Root Cause Problem Solving

– Because the sales director needs to be continually updated on sales for discussions with the CEO. Why did you lose your money in last night’s poker game?In this case only four Whys were required to find out that a non-value added signature authority is helping to cause a process breakdown. – Because I didn’t buy any gas on my way to work.3. – Because I’m not very good at “bluffing” when I don’t have a good hand.The 5 Whys is a technique used in the Analyze phase of the Six Sigma DMAIC (Define, Measure, Analyze, Improve, Control) methodology.

When using the Cause Mapping method, the word root in root cause analysis refers to causes that are beneath the surface.

Most organizations mistakenly use the term “root cause” to identify one main cause.

The better an organization gets at explaining its problems, the better it becomes at finding smart solutions.

Too many companies use generic buckets like human error and procedure not followed to classify an entire incident.

Front-line personnel, management, and technical experts are all an integral part of a company’s overall problem-solving efforts.

” may be a favorite technique of your 3-year-old child in driving you crazy, but it could teach you a valuable Six Sigma quality lesson.
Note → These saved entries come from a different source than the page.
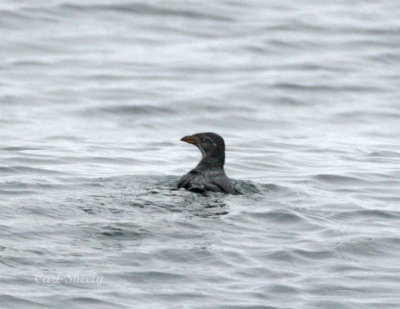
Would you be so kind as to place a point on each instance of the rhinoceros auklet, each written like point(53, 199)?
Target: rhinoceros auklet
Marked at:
point(209, 174)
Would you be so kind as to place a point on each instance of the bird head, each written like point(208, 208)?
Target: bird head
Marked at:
point(210, 144)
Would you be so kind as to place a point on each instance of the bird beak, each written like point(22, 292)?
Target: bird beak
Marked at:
point(188, 139)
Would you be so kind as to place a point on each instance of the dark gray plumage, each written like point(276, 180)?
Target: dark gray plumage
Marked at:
point(209, 174)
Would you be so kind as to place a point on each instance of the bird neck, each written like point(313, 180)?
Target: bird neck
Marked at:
point(213, 159)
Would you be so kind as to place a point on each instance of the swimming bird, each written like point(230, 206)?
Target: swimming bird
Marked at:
point(209, 174)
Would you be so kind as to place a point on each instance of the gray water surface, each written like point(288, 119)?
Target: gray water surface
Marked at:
point(94, 97)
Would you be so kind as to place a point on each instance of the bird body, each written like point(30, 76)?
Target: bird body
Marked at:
point(209, 174)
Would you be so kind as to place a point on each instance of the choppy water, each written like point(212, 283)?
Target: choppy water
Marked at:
point(94, 97)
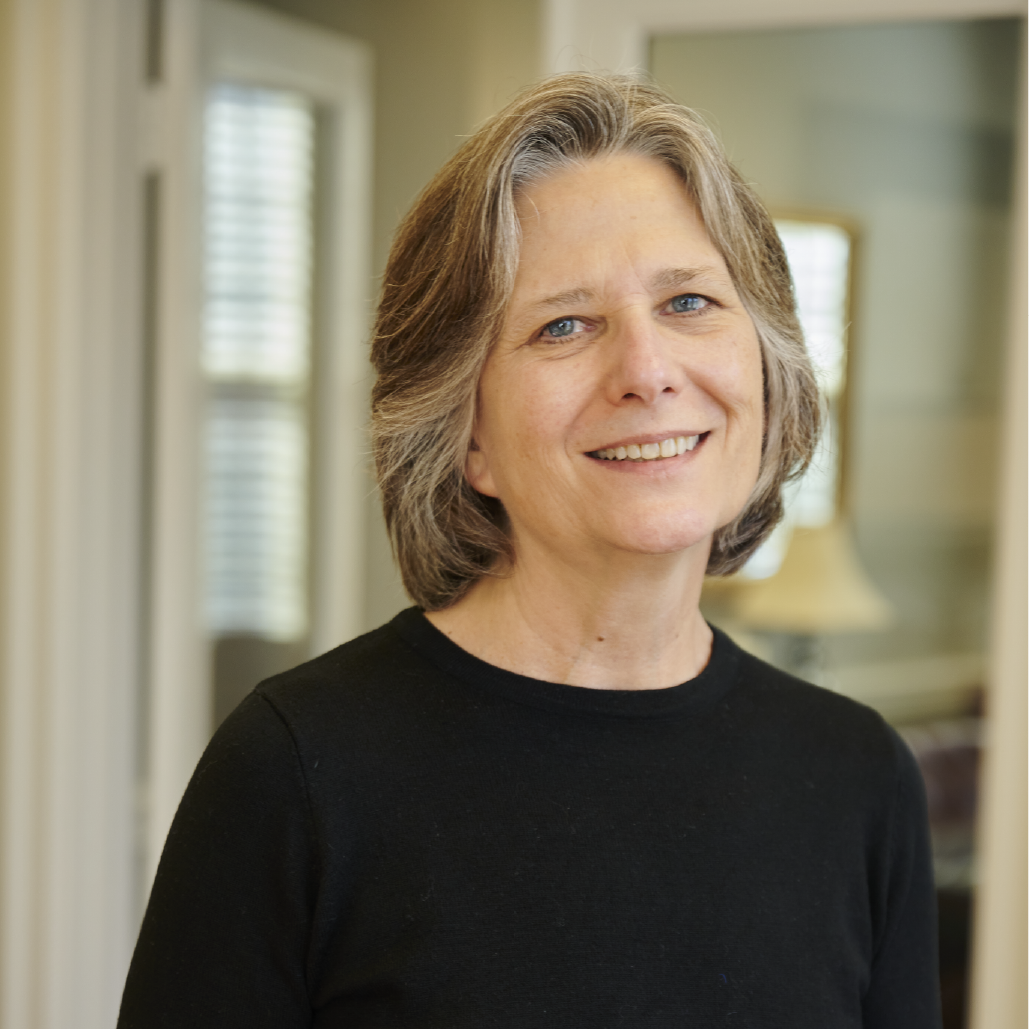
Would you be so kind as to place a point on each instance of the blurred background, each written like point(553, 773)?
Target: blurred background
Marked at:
point(198, 200)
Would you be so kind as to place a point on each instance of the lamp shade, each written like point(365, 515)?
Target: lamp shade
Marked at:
point(820, 588)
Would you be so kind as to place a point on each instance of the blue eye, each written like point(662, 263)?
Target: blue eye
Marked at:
point(563, 326)
point(687, 302)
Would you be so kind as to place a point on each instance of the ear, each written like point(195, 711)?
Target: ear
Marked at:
point(476, 470)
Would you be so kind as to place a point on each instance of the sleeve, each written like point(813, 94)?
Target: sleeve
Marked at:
point(903, 992)
point(225, 935)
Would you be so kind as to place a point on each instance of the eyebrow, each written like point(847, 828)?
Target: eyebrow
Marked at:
point(669, 278)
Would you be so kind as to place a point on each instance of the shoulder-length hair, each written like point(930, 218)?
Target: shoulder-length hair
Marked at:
point(447, 286)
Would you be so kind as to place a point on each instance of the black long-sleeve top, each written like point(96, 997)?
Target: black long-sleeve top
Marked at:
point(399, 835)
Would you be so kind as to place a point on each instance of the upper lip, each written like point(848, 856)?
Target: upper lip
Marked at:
point(652, 437)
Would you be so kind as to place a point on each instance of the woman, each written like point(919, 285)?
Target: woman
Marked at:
point(552, 794)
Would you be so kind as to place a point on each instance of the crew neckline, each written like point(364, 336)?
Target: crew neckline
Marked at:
point(705, 689)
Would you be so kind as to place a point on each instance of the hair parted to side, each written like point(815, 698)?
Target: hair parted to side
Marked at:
point(448, 282)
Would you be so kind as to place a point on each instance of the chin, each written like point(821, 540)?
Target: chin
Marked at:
point(674, 536)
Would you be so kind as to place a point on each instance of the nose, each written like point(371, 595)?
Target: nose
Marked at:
point(642, 365)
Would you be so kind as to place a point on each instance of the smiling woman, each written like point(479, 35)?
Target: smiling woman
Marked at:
point(553, 794)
The root is the system of causes that reveals all of the different options for solutions. multiple opportunities to mitigate risk and prevent problems. People often disagree over how to define the problem.

You can get alignment when the problem is defined by the impact to the goals. Using a Cause Map provides a thorough explanation revealing all of the causes required to produce the problem.

The 5 Whys can be used individually or as a part of the fishbone (also known as the cause and effect or Ishikawa) diagram.

The fishbone diagram helps you explore all potential or real causes that result in a single defect or failure.